In most cases laparoscopic ovarian cystectomies are performed as day case procedure. The recovery time with return to normal daily activities is around 1 or 2 weeks.

Vaginal Surgery

Vaginal surgery gives access to the pelvic organs (uterus, ovaries and fallopian tubes) through the vagina. The necessary cuts are made in the vagina without leaving any visible scar on the outside. Apart from vaginal hysterectomy (removal of the womb through the vagina), the vaginal route is used for repairing the prolapse of organs adjacent to the vagina such as bladder and rectum. The ovaries and tubes can also be removed at the time of hysterectomy. Generally, the vaginal approach has fewer complications compared to the abdominal one, requires a shorter hospital stay and has a more rapid recovery.

Vaginal repair (or pelvic floor repair) is an operation to correct the weakness of the vaginal walls (prolapse) that can be a cause of persistent discomfort and affect daily activities. Urine incontinence and other urinary symptoms may also be present.

A bulge of the front vaginal wall caused by the bladder prolapsing into the vagina (cystocoele) is corrected by an anterior repair, while a bulge of the back vaginal wall caused by the rectum prolapsing into the vagina (rectocoele) is corrected by a posterior repair. Often the womb (uterus) and the neck of the womb (cervix) are also prolapsed (uterine prolapse) and a hysterectomy may be needed at the same time.

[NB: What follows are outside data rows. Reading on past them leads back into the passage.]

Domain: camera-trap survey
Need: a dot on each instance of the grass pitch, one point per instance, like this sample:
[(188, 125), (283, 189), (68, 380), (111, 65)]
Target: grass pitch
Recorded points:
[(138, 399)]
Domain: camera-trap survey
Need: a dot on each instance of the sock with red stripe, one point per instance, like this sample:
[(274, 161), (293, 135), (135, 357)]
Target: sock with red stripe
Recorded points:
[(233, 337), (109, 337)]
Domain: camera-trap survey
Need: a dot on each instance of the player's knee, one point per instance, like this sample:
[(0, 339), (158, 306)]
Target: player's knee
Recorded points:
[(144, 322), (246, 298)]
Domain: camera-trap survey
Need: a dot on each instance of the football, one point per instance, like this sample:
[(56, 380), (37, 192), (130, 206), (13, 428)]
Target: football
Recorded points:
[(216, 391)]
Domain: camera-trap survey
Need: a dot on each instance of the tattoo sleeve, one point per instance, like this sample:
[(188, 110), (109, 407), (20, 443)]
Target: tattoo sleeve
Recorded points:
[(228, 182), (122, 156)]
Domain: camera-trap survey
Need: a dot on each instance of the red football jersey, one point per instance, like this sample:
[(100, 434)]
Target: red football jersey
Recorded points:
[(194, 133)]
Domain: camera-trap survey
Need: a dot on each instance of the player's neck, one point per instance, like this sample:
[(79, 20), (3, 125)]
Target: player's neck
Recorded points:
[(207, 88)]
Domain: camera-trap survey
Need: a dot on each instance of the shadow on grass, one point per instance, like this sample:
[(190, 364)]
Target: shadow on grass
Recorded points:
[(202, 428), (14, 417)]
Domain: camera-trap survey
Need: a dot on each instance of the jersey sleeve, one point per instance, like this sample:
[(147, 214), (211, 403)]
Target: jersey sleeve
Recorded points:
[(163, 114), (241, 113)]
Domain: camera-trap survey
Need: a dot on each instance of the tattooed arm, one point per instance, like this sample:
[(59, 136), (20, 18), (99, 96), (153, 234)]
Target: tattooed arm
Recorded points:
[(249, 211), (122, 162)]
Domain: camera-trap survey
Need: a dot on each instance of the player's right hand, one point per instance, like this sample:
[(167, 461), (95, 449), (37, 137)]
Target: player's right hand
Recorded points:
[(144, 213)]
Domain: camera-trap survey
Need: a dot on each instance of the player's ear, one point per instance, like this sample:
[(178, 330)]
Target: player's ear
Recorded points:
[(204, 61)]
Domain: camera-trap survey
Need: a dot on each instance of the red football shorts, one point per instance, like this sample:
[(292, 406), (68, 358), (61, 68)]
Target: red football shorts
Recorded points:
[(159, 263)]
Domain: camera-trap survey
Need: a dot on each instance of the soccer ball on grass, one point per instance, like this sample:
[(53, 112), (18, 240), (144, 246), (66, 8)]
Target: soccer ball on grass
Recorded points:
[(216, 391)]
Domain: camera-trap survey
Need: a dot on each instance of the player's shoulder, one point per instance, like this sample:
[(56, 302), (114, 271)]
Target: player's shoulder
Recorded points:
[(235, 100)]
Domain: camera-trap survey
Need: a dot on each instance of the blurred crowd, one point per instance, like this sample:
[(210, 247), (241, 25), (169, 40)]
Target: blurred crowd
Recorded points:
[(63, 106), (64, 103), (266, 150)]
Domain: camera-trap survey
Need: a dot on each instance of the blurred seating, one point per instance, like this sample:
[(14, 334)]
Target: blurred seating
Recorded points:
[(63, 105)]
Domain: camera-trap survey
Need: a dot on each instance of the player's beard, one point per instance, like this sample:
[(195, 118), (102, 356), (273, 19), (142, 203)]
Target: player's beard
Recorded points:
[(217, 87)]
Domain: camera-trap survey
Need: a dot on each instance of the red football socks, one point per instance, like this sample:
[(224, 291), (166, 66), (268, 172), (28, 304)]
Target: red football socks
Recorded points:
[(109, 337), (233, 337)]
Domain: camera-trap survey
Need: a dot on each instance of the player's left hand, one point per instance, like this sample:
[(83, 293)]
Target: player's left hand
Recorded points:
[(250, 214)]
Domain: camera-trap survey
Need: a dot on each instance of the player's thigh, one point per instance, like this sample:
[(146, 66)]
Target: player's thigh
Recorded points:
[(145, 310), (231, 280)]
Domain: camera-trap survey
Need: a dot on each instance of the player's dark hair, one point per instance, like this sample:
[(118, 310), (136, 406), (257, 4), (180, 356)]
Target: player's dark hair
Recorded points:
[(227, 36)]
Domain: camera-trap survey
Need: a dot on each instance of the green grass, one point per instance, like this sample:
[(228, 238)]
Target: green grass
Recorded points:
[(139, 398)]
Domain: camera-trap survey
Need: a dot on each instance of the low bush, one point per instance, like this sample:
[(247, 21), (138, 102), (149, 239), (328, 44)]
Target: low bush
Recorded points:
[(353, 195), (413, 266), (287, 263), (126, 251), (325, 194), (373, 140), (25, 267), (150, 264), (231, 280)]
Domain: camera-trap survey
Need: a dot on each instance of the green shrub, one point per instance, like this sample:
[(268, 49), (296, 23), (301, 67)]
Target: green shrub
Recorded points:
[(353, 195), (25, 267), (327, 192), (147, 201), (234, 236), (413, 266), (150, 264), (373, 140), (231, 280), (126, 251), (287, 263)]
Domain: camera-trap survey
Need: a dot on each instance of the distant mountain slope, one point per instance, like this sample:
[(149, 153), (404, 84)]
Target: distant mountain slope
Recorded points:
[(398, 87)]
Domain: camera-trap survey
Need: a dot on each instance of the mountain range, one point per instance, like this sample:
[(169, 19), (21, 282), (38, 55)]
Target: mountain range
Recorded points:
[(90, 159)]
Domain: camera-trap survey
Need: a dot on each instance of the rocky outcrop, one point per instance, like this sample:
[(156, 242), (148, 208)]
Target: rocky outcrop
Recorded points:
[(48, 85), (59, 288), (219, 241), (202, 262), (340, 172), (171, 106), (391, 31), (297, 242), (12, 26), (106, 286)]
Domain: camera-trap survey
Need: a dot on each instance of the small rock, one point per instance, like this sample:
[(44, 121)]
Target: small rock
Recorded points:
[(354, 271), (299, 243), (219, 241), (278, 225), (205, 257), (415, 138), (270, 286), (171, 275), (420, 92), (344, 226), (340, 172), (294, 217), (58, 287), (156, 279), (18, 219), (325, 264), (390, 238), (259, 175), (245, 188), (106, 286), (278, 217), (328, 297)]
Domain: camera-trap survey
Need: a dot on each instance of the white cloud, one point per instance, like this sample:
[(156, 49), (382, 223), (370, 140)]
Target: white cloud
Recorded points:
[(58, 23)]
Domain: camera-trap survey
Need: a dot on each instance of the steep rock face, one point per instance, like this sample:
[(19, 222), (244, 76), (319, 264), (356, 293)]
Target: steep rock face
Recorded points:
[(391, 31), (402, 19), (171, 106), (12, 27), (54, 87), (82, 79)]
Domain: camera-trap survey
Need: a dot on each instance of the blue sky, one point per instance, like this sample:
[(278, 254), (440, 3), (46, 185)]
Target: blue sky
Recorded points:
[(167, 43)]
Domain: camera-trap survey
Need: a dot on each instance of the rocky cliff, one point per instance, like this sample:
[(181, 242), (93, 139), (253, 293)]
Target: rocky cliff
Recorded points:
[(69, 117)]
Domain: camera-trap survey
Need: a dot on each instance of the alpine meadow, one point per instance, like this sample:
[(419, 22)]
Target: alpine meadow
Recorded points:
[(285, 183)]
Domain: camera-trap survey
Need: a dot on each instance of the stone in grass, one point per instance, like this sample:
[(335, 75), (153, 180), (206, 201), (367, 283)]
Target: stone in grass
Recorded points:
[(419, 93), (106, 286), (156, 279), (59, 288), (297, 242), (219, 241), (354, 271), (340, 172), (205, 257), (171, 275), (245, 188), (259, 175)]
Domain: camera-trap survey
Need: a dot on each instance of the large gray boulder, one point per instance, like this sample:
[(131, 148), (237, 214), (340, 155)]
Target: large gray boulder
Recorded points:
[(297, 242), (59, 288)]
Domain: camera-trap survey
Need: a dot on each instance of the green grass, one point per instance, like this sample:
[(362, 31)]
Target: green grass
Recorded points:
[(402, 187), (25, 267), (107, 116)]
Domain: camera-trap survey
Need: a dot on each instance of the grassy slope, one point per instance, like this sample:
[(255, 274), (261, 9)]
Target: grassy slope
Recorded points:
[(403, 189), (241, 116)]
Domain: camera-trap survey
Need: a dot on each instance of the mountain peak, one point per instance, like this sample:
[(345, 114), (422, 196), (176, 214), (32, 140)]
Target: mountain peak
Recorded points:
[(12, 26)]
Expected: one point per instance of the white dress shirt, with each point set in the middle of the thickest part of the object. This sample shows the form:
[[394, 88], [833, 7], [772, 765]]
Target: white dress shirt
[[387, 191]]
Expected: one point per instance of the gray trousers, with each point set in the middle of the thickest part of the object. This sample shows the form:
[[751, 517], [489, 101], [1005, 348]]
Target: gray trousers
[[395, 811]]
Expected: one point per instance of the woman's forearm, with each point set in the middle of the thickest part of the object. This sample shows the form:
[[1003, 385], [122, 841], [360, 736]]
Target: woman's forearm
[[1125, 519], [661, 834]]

The operation is done by making an incision in the prolapsed vaginal wall and dissolvable stitches are put in to give extra support to the weakened area. Complications of this procedure are infection in the bladder and/or vagina, bleeding from the vagina and although very rare damage to the bladder or bowel can happen. The average recovery time after vaginal surgery is approximately four weeks.